“New York can be lived as a small town”


“Even with that sprawl of humanity, New York can be lived as a small town, familiar and compact.”

— “Immigrants Are Not the Enemy, They Are Us,” by Jim Dwyer, The New York Times, November 2, 2017


So true. I was walking around the City the day before yesterday and had just this feeling. With the exception of a very few neighborhoods, one being Times Square, one can amble about the City and feel that one is in a cozy neighborhood where all are welcome, everything is accessible to you, business establishments are inviting and customer friendly, and people are laid back. (Besides being friendly; one wouldn’t expect this in a big city which is supposed to be cold and impersonal and full of Sammy Glick types, but it’s true.)
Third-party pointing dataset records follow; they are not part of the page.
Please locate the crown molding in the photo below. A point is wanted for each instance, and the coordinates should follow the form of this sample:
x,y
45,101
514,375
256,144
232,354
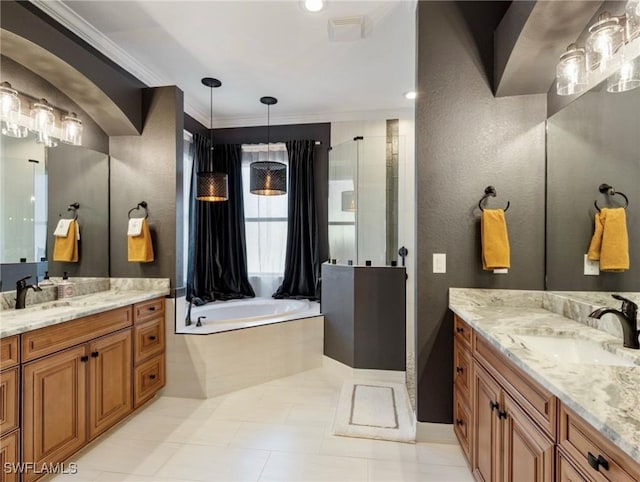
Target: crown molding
x,y
69,19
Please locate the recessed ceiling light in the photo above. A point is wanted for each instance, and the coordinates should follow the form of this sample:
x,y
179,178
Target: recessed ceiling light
x,y
314,5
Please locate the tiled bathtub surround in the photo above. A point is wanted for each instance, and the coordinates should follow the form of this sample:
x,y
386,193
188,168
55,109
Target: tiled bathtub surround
x,y
607,396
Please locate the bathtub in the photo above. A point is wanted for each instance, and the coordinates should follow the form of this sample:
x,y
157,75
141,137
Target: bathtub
x,y
231,315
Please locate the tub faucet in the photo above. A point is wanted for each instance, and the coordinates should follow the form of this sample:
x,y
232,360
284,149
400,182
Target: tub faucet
x,y
21,292
627,315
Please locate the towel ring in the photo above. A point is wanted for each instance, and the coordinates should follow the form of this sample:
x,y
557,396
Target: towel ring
x,y
490,191
607,189
141,204
74,207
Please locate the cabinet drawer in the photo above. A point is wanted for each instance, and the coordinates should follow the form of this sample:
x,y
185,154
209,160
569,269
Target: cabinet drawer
x,y
9,352
462,331
9,400
584,445
9,449
462,369
148,339
59,337
149,377
148,309
462,423
539,403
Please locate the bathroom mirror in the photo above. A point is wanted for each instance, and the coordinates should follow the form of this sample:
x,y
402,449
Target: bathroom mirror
x,y
37,185
593,140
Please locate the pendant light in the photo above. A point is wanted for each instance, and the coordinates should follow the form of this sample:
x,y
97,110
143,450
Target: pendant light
x,y
212,186
268,178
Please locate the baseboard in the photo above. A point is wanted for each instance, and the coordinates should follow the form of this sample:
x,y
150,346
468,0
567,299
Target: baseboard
x,y
439,433
346,371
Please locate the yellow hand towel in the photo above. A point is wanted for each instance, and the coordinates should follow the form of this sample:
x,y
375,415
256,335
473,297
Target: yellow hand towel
x,y
610,242
496,253
65,248
140,247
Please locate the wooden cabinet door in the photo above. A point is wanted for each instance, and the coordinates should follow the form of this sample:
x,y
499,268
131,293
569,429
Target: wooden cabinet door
x,y
110,387
528,453
486,436
54,407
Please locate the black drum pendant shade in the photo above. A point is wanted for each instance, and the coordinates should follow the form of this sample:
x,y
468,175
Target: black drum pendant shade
x,y
212,186
268,178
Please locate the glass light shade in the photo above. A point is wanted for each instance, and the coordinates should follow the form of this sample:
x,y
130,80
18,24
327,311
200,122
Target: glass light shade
x,y
349,201
268,178
627,77
10,104
212,186
42,118
571,72
606,36
71,130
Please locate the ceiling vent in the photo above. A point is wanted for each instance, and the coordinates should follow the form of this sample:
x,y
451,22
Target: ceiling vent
x,y
346,29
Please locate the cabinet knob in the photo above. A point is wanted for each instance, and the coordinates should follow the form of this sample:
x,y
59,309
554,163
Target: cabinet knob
x,y
597,462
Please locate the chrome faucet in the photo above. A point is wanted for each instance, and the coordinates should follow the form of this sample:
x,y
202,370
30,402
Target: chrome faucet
x,y
627,315
21,292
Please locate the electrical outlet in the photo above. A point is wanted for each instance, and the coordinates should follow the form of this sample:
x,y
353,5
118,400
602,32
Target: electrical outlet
x,y
591,268
439,263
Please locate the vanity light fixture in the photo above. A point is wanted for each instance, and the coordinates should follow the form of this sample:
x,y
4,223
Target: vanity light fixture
x,y
268,178
212,186
71,130
606,36
571,71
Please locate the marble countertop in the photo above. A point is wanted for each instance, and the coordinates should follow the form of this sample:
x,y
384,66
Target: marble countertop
x,y
14,322
606,396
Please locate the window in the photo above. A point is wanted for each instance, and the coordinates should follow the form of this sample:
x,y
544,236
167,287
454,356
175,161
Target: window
x,y
265,223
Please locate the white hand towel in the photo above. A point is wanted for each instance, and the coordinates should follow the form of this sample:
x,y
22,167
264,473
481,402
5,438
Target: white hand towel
x,y
62,229
135,227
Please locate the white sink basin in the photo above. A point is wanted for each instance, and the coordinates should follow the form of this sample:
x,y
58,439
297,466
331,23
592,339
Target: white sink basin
x,y
572,350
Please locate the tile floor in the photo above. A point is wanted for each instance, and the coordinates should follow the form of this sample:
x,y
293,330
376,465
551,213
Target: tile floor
x,y
278,431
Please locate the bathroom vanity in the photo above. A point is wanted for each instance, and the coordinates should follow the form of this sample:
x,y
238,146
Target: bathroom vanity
x,y
71,369
523,413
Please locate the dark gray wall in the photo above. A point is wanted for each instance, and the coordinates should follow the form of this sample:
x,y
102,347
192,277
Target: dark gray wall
x,y
149,168
76,174
29,22
591,141
466,139
319,132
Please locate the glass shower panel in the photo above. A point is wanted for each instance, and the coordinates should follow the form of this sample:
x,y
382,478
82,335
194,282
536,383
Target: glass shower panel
x,y
343,201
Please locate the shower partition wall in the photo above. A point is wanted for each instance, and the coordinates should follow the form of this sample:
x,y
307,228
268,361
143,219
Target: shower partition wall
x,y
363,199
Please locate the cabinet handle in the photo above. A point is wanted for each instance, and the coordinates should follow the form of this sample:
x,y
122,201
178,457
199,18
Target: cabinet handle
x,y
597,462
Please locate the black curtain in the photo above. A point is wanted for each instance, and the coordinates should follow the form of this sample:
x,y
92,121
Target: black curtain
x,y
217,266
302,262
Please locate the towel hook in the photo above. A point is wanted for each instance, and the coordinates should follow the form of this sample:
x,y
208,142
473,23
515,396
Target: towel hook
x,y
490,191
74,207
609,190
141,204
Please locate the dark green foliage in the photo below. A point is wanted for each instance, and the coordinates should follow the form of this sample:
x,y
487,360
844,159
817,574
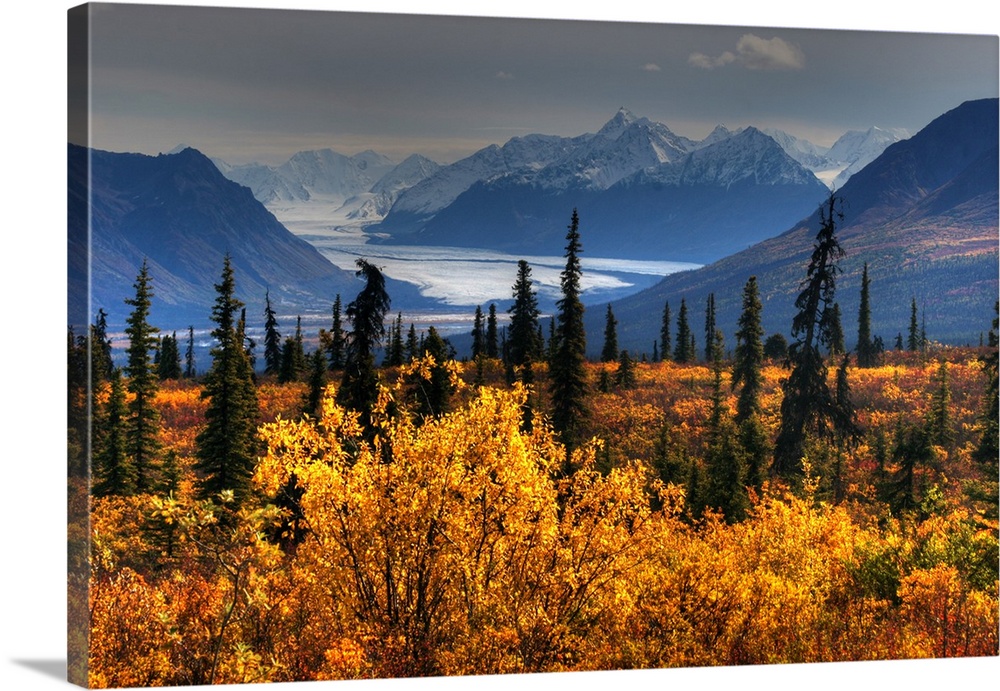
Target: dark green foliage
x,y
273,355
709,327
867,354
748,359
189,365
625,376
317,384
939,425
569,377
492,343
665,333
337,347
776,347
101,364
610,351
142,437
433,394
836,344
523,343
914,342
169,366
114,472
808,405
359,387
478,334
226,448
396,353
683,351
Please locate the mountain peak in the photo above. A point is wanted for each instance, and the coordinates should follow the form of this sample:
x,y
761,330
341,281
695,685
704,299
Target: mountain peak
x,y
618,124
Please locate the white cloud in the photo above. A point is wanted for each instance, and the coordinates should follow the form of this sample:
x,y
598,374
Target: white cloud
x,y
755,53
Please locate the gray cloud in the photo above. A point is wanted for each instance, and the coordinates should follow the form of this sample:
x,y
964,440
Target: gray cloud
x,y
755,53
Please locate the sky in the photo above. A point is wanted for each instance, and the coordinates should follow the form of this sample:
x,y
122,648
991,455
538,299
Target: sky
x,y
259,85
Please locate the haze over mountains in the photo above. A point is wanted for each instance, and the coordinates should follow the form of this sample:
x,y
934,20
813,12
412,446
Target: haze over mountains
x,y
923,215
633,178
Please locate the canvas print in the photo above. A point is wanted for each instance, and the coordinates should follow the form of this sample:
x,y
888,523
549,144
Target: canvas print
x,y
407,346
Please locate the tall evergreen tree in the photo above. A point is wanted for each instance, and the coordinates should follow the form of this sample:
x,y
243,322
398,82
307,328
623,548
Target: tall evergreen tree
x,y
359,388
142,437
114,472
709,327
272,338
913,343
522,338
665,347
478,334
492,342
808,405
866,355
748,362
569,377
336,352
683,352
610,351
226,448
189,365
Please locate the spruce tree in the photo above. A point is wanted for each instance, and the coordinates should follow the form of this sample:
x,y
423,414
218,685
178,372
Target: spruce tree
x,y
748,362
142,436
709,327
522,339
492,343
913,343
808,404
359,387
272,338
866,354
337,347
665,333
114,471
610,351
189,365
478,334
569,377
226,448
683,352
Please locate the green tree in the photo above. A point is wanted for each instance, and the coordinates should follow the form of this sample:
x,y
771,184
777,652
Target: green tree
x,y
336,350
914,342
522,338
610,351
683,352
709,327
665,333
492,342
189,365
808,405
272,339
114,472
866,352
142,437
569,377
226,448
359,386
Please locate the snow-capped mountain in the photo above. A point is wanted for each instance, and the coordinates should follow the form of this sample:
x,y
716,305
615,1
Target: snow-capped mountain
x,y
856,149
639,189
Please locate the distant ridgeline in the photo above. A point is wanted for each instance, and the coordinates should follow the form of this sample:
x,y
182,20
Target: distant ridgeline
x,y
923,216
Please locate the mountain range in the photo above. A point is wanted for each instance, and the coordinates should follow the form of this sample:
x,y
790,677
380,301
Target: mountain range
x,y
178,213
634,178
923,216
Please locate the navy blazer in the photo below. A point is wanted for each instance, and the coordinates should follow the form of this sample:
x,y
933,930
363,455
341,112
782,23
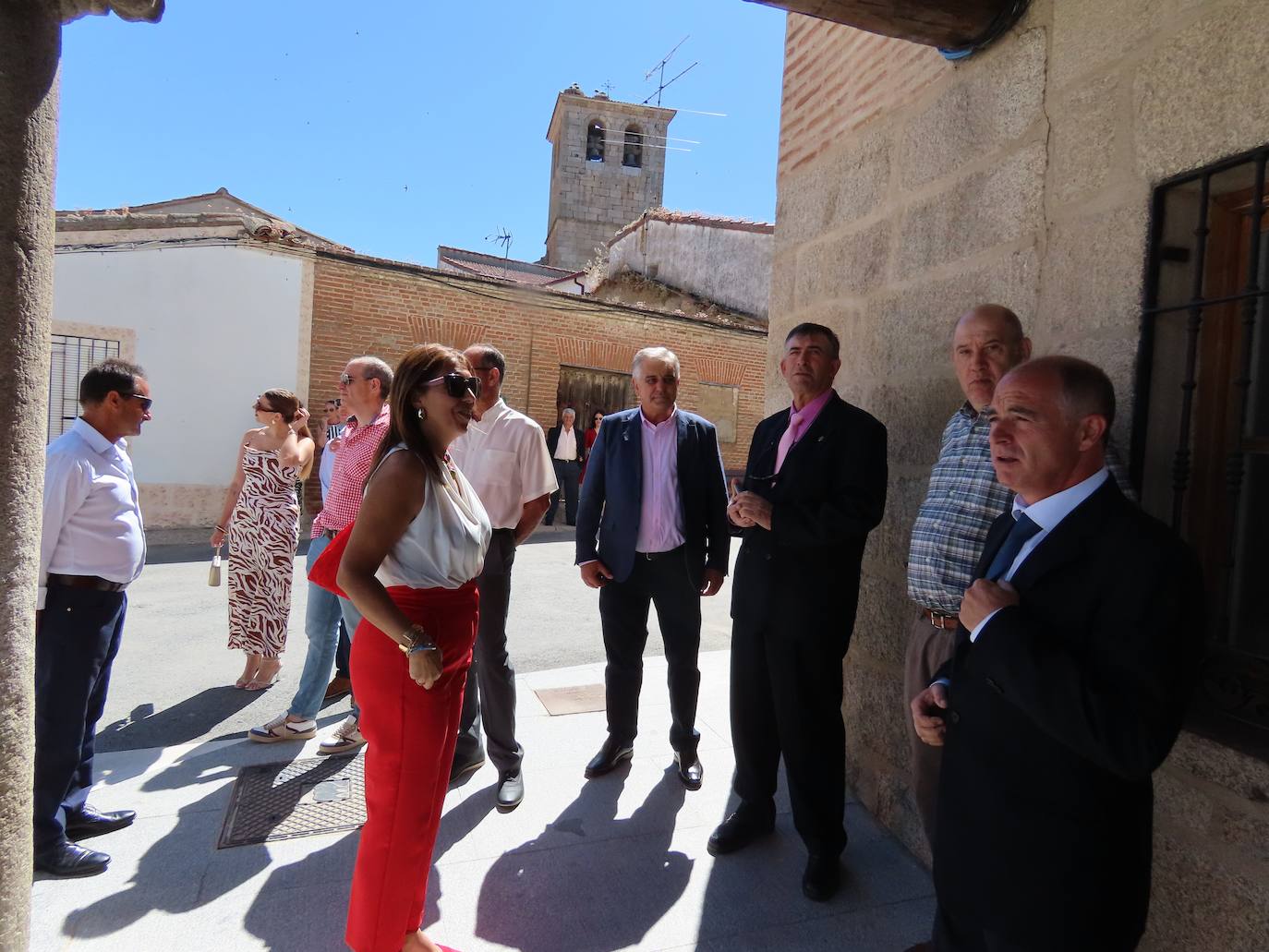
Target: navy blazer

I was on Amsterdam Avenue in the West 70’s; it was a sunny day. People were strolling about leisurely or chatting in local pubs and restaurants. There was an undeniable air of tranquility and an unhurried pace which seemed to prevail. I made my way down Broadway to Columbus Circle and then to Carnegie Hall at 57th Street and Seventh Avenue and stood there, first talking to a friend on a cell phone and then studying the advertisements for upcoming concerts as strollers passed by. One would have thought one was on Main Street in Smallville, USA.


— Roger W. Smith

   November 3, 2017



Note: Sammy Glick is the main character in Budd Schulberg’s novel What Makes Sammy Run?

1 thought on ““New York can be lived as a small town”

  1. Carol Hay

    Yes, walking around the city after you abandoned your sister in the Bronx in a crazy, childish temper tantrum, fueled by unwarranted rage and total self-centeredness. Completely unhinged.